A Concerted Mechanism for the Transfer of the Thiophosphinoyl Group from Aryl Dimethylphosphinothioate Esters to Oxyanionic Nucleophiles in Aqueous Solution

Earlier work on the hydrolysis of aryl phosphinothioate esters has led to contradictory mechanistic conclusions. To resolve this mechanistic ambiguity, we have measured linear free energy relationships (βnuc and βlg) and kinetic isotope effects for the reactions of oxyanions with aryl dimethylphosphinothioates. For the attack of nucleophiles on 4-nitrophenyl dimethylphosphinothioate, βnuc = 0.47 ± 0.05 for phenoxide nucleophiles (pK a < 11) and βnuc = 0.08 ± 0.01 for hydroxide and alkoxide nucleophiles (pK a ≥ 11). Linearity of the plot in the range that straddles the pK a of the leaving group (4-nitrophenoxide, pK a 7.14) is indicative of a concerted mechanism.

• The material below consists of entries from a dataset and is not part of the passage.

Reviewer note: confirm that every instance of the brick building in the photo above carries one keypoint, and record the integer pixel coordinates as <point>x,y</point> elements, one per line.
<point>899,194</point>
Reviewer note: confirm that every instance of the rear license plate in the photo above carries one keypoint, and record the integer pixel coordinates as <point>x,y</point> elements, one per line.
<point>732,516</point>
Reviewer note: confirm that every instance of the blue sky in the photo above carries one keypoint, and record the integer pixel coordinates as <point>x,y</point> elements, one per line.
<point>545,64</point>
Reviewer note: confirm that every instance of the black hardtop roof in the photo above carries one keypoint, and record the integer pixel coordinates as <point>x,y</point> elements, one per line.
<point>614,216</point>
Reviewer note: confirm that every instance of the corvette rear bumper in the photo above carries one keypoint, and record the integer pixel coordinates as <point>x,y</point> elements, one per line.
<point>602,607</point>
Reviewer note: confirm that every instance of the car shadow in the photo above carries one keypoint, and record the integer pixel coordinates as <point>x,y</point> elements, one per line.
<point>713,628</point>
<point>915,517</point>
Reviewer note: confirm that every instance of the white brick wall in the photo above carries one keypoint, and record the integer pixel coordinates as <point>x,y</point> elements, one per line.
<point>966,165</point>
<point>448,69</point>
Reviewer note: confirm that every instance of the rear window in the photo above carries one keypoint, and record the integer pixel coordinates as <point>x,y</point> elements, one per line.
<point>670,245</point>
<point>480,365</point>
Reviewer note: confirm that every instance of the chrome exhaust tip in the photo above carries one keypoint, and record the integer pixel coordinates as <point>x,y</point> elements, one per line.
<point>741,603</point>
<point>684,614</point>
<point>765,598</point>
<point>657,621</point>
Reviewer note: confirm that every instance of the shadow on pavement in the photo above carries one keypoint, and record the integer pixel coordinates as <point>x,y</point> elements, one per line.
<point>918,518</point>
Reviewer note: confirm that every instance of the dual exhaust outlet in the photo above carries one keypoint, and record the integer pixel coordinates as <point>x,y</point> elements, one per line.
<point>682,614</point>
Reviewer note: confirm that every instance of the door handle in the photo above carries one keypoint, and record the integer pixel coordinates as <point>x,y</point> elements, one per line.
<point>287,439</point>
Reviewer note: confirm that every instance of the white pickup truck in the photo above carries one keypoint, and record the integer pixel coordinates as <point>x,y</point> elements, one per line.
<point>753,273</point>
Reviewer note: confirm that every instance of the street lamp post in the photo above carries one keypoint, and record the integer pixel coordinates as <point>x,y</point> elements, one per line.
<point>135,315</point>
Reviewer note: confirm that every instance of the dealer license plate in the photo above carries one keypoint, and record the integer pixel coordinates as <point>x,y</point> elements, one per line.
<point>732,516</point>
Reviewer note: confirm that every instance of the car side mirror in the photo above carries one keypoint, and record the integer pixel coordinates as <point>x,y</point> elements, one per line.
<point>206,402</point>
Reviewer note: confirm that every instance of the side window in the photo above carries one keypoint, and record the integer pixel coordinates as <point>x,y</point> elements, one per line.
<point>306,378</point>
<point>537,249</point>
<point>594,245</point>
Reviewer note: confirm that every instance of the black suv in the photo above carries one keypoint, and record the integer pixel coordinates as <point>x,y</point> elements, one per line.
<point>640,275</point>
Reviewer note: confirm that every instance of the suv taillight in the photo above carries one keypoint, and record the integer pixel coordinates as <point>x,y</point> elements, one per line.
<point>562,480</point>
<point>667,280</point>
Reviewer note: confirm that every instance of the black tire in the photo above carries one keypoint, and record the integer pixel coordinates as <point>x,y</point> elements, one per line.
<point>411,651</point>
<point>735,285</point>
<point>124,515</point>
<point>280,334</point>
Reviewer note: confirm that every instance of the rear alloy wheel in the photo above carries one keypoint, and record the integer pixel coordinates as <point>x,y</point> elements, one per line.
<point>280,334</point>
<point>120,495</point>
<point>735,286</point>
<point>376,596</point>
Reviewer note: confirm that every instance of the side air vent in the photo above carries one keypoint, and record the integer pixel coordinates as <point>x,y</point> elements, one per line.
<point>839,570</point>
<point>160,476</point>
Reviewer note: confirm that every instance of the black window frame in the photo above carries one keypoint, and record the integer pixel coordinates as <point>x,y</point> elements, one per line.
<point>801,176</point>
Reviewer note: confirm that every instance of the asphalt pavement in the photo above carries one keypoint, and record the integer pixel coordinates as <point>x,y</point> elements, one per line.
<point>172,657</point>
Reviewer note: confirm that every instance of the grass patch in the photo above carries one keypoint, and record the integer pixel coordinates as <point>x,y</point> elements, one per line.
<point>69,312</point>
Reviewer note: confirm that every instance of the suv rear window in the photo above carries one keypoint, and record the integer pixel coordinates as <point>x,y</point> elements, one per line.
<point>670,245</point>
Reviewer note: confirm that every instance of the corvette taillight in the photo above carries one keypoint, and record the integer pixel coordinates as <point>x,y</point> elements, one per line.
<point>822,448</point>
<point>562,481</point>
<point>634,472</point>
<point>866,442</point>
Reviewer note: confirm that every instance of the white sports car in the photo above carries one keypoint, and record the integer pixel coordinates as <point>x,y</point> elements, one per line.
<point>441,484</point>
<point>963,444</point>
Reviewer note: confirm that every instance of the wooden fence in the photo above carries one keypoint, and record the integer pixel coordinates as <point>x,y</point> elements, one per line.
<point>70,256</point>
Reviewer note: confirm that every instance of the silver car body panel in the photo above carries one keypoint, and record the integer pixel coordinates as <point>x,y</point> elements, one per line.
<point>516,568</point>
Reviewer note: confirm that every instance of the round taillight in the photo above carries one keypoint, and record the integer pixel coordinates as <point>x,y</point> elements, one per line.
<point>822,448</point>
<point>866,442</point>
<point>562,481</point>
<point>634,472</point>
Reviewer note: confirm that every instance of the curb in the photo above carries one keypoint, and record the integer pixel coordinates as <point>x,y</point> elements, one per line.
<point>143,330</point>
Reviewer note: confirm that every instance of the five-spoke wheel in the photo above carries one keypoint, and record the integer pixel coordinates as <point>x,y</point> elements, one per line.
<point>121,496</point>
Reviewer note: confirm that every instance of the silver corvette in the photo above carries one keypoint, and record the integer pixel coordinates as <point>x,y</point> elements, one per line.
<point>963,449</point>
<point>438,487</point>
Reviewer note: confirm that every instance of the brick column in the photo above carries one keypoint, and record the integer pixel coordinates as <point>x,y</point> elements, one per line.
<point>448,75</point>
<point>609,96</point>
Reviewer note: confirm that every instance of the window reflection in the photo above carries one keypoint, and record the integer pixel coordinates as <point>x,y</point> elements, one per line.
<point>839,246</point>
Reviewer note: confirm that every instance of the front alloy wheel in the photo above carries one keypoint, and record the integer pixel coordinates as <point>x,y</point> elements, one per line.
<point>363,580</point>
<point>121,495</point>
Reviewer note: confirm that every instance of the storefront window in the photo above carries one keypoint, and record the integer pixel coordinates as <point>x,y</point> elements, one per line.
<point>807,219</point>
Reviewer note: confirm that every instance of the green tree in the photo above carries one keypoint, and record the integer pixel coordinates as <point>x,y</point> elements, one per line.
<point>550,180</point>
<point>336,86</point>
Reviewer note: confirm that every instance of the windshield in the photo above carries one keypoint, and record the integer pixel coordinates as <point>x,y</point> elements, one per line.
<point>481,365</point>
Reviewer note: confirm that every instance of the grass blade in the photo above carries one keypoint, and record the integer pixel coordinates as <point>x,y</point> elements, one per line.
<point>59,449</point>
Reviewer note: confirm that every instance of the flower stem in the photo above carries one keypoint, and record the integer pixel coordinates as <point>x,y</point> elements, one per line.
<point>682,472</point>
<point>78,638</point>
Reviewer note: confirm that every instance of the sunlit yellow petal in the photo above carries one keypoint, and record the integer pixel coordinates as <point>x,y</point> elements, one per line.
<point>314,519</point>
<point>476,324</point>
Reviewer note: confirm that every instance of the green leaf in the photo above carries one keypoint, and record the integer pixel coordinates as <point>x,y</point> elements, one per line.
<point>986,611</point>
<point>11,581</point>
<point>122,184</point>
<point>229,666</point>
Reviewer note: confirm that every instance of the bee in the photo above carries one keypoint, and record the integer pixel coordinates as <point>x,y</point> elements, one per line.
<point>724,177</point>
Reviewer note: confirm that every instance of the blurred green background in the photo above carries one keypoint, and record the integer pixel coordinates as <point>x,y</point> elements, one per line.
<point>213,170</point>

The much lower value of βnuc for the more basic nucleophiles reveals the importance of a desolvation step prior to rate-limiting nucleophilic attack. The reactions of a series of substituted aryl dimethylphosphinothioate esters give the same value of βlg with the nucleophiles HO- (β = −0.54 ± 0.03) and PhO- (β = −0.52 ± 0.09). A significantly better Hammett correlation is obtained with σ- than with σ or σ°, as expected for a transition state involving rate-limiting cleavage of the P−OAr bond. The 18O KIE at the position of bond fission (18 k = 1.0124 ± 0.0008) indicates the P−O bond is ∼40% broken, and the 15N KIE in the leaving group (15 k = 1.0009 ± 0.0003) reveals the nucleofuge carries about a third of a negative charge in the transition state. Thus, both the LFER and KIE data are consistent with a concerted reaction and disfavor a stepwise mechanism.